The reality of my university experience was being locked in my room for about 90 per cent of the day – learning from behind a computer screen. I had no access to facilities like the library for over 18 months. All society gatherings and student socials were cancelled. Campus was a ghost town. It was hardly an experience worth paying for at all.

I wrote my entire dissertation without once meeting my tutor in person. I was forced to write essays in my second and third year on books I had never spoken about in person. I wasn’t and still am not allowed to collect my degree certificate.

To now charge my generation even more for their joke of an education is utterly farcical. If anything, universities owe me and thousands of others a full refund for failing to provide us with a decent university experience. Many – including myself – vehemently campaigned for some level of reimbursement and were denied this over and over again. It seems that universities and the government can treat young people however they want, with no consequences.

Given this, is it any wonder that young people are red-eyed with rage at the thought of being charged an additional £400 per year for student loan repayments – especially when we barely received an education. We’re angry and we have every right to be.

On top of that, interest rates remain extortionately high. It is frankly morally unacceptable that the interest rate charged on loans is up to 6 per cent when we have interest rates at 0.1 per cent. Consequently, 83 per cent of students will never pay back their student loan, and to them the student loan burden feels like an endless black hole of debt.

Head of the education select committee, Rob Halfon, admitted: “I worry that the cart is being put before the horse. There needs to be a proper contract between students and universities.” He’s absolutely right. Universities have taken students for a ride – especially in the last 18 months. They have offered an inadequate service and still got paid for it.
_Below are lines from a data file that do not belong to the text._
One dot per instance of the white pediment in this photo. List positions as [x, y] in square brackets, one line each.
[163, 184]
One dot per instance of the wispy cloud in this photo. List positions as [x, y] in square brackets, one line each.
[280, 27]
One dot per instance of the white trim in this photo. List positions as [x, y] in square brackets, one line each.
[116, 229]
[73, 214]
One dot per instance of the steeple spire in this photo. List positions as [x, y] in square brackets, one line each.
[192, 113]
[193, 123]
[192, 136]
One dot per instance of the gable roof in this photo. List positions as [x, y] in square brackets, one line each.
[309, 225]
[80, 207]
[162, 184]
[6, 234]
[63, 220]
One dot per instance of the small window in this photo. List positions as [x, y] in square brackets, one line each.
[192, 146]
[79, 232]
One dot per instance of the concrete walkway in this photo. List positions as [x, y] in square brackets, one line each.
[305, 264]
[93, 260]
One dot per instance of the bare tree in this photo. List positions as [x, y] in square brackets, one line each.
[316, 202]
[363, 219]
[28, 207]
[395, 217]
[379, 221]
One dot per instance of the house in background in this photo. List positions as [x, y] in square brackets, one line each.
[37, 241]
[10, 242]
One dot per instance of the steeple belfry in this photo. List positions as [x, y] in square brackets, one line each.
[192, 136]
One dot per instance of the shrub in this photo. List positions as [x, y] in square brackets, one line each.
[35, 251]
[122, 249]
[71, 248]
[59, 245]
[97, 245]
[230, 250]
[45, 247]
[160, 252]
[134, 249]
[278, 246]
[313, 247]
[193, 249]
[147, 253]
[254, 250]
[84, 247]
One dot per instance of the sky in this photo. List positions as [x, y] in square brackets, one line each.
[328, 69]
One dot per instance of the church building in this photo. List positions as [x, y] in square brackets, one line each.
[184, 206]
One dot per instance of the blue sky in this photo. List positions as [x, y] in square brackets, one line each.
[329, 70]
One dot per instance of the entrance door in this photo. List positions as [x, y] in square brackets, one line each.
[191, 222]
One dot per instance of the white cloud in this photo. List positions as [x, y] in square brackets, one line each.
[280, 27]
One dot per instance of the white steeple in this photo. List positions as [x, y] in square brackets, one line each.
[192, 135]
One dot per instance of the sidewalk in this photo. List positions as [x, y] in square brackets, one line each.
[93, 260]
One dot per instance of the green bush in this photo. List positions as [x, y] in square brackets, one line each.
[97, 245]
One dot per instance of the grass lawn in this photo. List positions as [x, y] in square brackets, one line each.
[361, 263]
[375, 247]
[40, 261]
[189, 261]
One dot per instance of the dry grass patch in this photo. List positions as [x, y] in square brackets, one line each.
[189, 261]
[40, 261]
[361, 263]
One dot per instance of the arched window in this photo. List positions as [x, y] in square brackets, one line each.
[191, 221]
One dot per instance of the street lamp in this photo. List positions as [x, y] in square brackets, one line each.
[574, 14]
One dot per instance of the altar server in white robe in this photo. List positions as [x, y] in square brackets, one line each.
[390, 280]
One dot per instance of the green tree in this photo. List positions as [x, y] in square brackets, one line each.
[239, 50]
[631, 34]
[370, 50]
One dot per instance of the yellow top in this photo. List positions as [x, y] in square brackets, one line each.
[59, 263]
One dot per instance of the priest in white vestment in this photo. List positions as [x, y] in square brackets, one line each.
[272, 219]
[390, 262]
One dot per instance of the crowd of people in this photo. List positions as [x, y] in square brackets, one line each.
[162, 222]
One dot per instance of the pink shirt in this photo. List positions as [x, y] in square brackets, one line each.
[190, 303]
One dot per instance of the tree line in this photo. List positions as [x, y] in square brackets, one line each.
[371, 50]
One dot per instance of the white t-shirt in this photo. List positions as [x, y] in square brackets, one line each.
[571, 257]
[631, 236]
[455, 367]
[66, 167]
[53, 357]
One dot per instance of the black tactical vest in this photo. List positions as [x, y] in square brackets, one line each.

Whilst it’s good to see some level of support for students from people like Rob Halfon, it’s ridiculous that lowering the student loan threshold was ever on the table. New grads cannot afford to take on this additional cost.

The price of living in London is already verging on unaffordable for those on a graduate salary. To charge those earning the least this completely avoidable tax will sting graduates who have already given up so much.

Young people sacrificed everything for the older generations during this pandemic. We stopped seeing friends and family, stopped going to schools and universities and stopped enjoying life, all to protect the most vulnerable in society. Now, it feels like all of that sacrifice is being thrown in the faces of the young who are being taxed into oblivion to yet again support the old.

This government should stop punishing young people for their reckless spending during the pandemic. The young should not be made to pay, both figuratively and literally, for Boris Johnson’s mistakes.